Educator Book Review: Nonfiction Writing Power
Nonfiction Writing Power
By Adrienne Gear
Published by Pembroke Publishers
Category: Professional Development, Writing, ELA
Reviewed by Gina Vigna,
Educator, Calgary Catholic School Board
Nonfiction Writing Power is a book I would highly recommend to colleagues and administrators as a valuable resource to support primarily Language Arts programs. This powerful resource models the importance of writing with intent and purpose and truly guides the educator by providing practical guidelines and strategies to allow them to successfully deliver innovative techniques to their students. The book is well-written and the guided lessons on how to develop writing with intent and purpose are provided in a very easy-to-follow format. The guidelines and planning pages provided within this professional development resource can easily be utilized within a Division Two classroom (Grades 4-6) and to an extent, can be modified and implemented at the Junior High level. The ideas discussed within the resource are multi-faceted and easily adapted to a wide-range of subject areas, particularly in the areas of Science and Social Studies.

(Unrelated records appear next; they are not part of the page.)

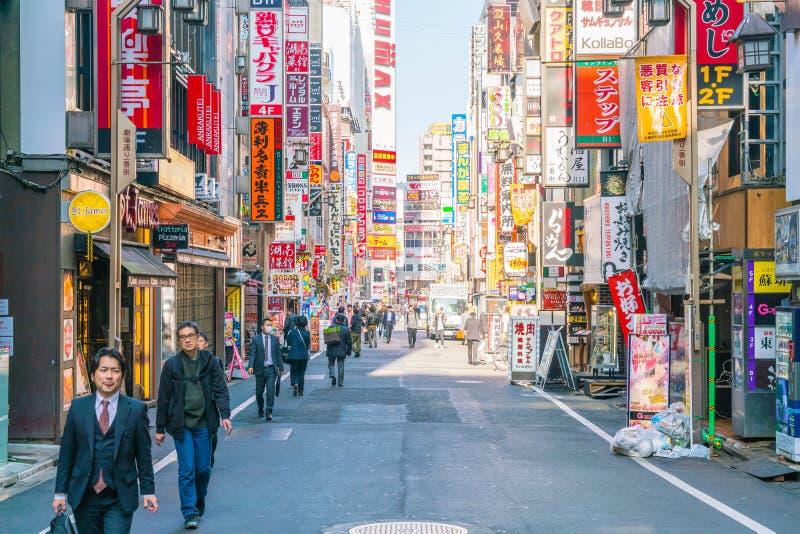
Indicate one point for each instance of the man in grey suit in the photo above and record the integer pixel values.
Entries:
(105, 453)
(266, 364)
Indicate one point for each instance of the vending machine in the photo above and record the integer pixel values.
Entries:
(787, 375)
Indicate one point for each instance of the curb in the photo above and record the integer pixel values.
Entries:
(27, 473)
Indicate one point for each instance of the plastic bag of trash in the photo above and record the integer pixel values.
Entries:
(673, 422)
(638, 441)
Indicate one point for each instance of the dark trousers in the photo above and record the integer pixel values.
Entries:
(266, 380)
(297, 374)
(333, 361)
(101, 512)
(412, 336)
(472, 349)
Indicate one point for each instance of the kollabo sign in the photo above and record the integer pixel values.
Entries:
(90, 212)
(515, 259)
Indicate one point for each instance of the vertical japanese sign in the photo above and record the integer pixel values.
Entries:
(498, 113)
(558, 29)
(334, 244)
(627, 298)
(462, 172)
(524, 344)
(648, 377)
(498, 28)
(597, 111)
(661, 97)
(143, 84)
(615, 228)
(266, 169)
(505, 177)
(266, 62)
(361, 211)
(567, 166)
(596, 35)
(718, 84)
(557, 246)
(523, 203)
(297, 73)
(282, 257)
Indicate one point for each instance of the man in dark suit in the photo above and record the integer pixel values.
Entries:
(266, 364)
(105, 453)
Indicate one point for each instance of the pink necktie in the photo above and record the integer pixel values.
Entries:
(100, 485)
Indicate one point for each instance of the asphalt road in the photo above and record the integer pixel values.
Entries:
(419, 435)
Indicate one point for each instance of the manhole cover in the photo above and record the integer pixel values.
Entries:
(408, 527)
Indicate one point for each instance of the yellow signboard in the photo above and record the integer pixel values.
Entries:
(90, 212)
(381, 241)
(661, 97)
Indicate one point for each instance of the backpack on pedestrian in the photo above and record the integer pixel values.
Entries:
(331, 335)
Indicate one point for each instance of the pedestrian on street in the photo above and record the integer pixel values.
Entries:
(412, 323)
(356, 328)
(389, 320)
(298, 339)
(192, 398)
(202, 344)
(439, 320)
(372, 327)
(381, 316)
(337, 351)
(105, 460)
(267, 366)
(473, 333)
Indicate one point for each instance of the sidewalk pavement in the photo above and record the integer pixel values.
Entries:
(25, 460)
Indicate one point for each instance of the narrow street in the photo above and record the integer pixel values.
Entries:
(418, 435)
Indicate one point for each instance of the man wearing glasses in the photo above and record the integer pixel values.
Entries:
(192, 398)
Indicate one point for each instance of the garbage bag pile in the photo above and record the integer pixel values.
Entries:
(668, 436)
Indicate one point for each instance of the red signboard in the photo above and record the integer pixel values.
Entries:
(598, 108)
(716, 22)
(282, 257)
(195, 108)
(627, 299)
(141, 80)
(498, 28)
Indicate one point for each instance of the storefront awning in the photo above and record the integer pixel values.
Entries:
(144, 269)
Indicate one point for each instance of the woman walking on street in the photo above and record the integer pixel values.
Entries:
(299, 340)
(412, 323)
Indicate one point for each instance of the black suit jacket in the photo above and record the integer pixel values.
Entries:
(132, 459)
(258, 355)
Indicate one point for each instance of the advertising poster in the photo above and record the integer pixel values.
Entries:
(598, 108)
(648, 377)
(266, 62)
(69, 340)
(627, 298)
(615, 228)
(661, 96)
(557, 242)
(266, 160)
(498, 29)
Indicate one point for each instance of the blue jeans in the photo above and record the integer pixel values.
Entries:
(194, 468)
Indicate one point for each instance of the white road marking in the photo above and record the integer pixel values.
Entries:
(173, 456)
(672, 479)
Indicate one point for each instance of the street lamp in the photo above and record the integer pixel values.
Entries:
(753, 40)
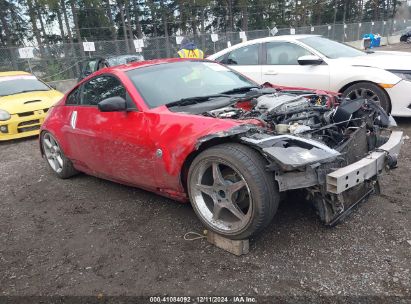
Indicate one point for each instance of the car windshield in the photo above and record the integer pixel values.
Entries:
(331, 49)
(163, 84)
(20, 84)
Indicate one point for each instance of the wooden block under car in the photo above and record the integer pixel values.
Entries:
(237, 247)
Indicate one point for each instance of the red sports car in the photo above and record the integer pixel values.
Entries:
(197, 131)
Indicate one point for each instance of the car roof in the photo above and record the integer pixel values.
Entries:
(145, 63)
(262, 40)
(13, 73)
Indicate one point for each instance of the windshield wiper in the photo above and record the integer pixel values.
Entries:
(25, 91)
(194, 100)
(240, 90)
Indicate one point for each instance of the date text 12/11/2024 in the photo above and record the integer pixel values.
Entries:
(207, 299)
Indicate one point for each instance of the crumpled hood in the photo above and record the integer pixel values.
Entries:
(380, 59)
(30, 101)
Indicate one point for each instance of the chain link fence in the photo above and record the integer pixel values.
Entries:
(65, 61)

The sidebar notes/quotes in the resource are very effective and allow the teacher to quickly reference key points made on a particular page. The resource provides great thought-provoking questions about writing and provides detailed insightful answers that help teachers try to overcome the many challenges faced today while striving to provide a quality writing program. Although I am a seasoned teacher of 33 years, I am constantly searching for new ideas and ways to inspire students to write. The drawer analogy, as an example, is a very effective visual that I would definitely use in my Grade 4 classroom. The sandwich analogy is similar to one I use and is also a very effective visual. It is my belief that these techniques will be well-received by students and will enhance any teacher-student writing conferences. The “Nonfiction Triple-Scoop Word Chart” is yet another example of a very useful technique that can easily be used within the classroom to enhance students’ writing power. “How to Drive your Teacher Coconuts,” is an example of a fun, highly motivating activity that I would not hesitate to use, to teach students how to write instructions.
I welcome the emphasis placed on literature, as it has been my experience that using a variety of books to model structure is very effective. The names of the many anchor books that can be used within the elementary classroom, is appreciated and allows opportunities for conversations to purchase some of these books for the school libraries.
The multitude of diverse forms of writing and step-by-step guidelines for enhancing these forms, discussed in Adrienne Gear’s professional resource, will be a welcome resource for both teachers and administrators alike.